I often use trend layers for calibration curves... but then I need to use the equation to determine an X value for an experimentally determined Y value in the software.
For linear regression that is a trivial calculation... but not so for all other regression types.
I can not find a function in the TrendLayer such as:
Function TrendLayer.getXvalue(Yvalue as Double) As Double
is there something like that?
A way I have been able that with other software past (with regression types it works for) is to just reverse the X and Y data valued and do the regression on that. Then i just plugged the experimental Y value into the equation spit out to the X value.
When I have dome that, of course I did not want to actually draw/display/print such a chart anywhere.
In ChartDirector is the only way to do that is to create a New chart, add a trend layer with the X and y data switched,
write a function that gets the coefficents from that and does the calculation? Seems like there should be a better way!
Thanks,
karen 
Re: Calculating X values from a trend layer regression 
Posted by Peter Kwan on Oct272020 13:13 

Hi Karen A,
The trend layer computed parameters are accessible from the ChartDirector API. For linear regression, the parameters are the slope m and intercept c (y = mx + c). As you have mentioned, it is trivial to obtain x given y (x = (y  c) / m).
Note that it may not be mathematically possible to obtain x given y. I have attached an image from one of the ChartDirector sample code. If y = 2.5, what is x in the red curve? (There are two possible values.) If y = 3.3 (above the maximum point of the red curve), what is x? There is no x value, despite there is a data point at y = 3.3.
In a regression, the curve normally does not through every data point. So it is perfectly possible for a data point to be above the maximum point of the curve, and you cannot obtain an x value from a y value.
In regression, reverse the x and y coordinates may not rotate the curve. In some cases, it may produce a completely different curve. The curve must be single value in y (that is, given x, it is always possible to obtain y), but not the reverse (given y, it may not be possible to obtain x). We call x the "independent variable" and y the "dependent variable".

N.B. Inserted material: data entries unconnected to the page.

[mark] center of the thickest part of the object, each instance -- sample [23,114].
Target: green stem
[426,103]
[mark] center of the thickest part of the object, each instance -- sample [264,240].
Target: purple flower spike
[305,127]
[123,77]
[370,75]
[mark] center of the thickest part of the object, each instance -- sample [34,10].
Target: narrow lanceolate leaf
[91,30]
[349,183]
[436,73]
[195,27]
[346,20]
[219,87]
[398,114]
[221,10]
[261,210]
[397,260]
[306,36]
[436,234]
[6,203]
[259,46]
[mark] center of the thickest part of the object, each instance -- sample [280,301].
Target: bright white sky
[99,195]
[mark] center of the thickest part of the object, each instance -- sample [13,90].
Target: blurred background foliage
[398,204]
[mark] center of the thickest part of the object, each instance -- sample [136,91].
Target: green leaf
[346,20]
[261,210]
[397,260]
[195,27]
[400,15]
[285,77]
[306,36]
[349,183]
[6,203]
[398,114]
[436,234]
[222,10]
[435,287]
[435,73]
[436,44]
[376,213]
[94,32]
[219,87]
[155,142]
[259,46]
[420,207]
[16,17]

For your case, there are two approaches:
(a) In some type of regression (like the linear, exponential and logarithmic regression), it is possible to obtain x given y, in which case it is also quite easy to compute the x given y by using the regression parameters obtained from the ChartDirector API. If you need further help, please let me know which type of regression you are using.
or
(b) If the "y" you mentioned is actually the independent variable, but you want it to be plotted with the vertical axis, you can swap the x and y to plot the trend layer, then add the code (in C#/Java):
c.swapXY();
The above code will swap the x and y axes, so that the xaxis becomes vertical and the yaxis horizontal. In other words, you do not need to create two charts. You just need to create one chart and swap the axes for display.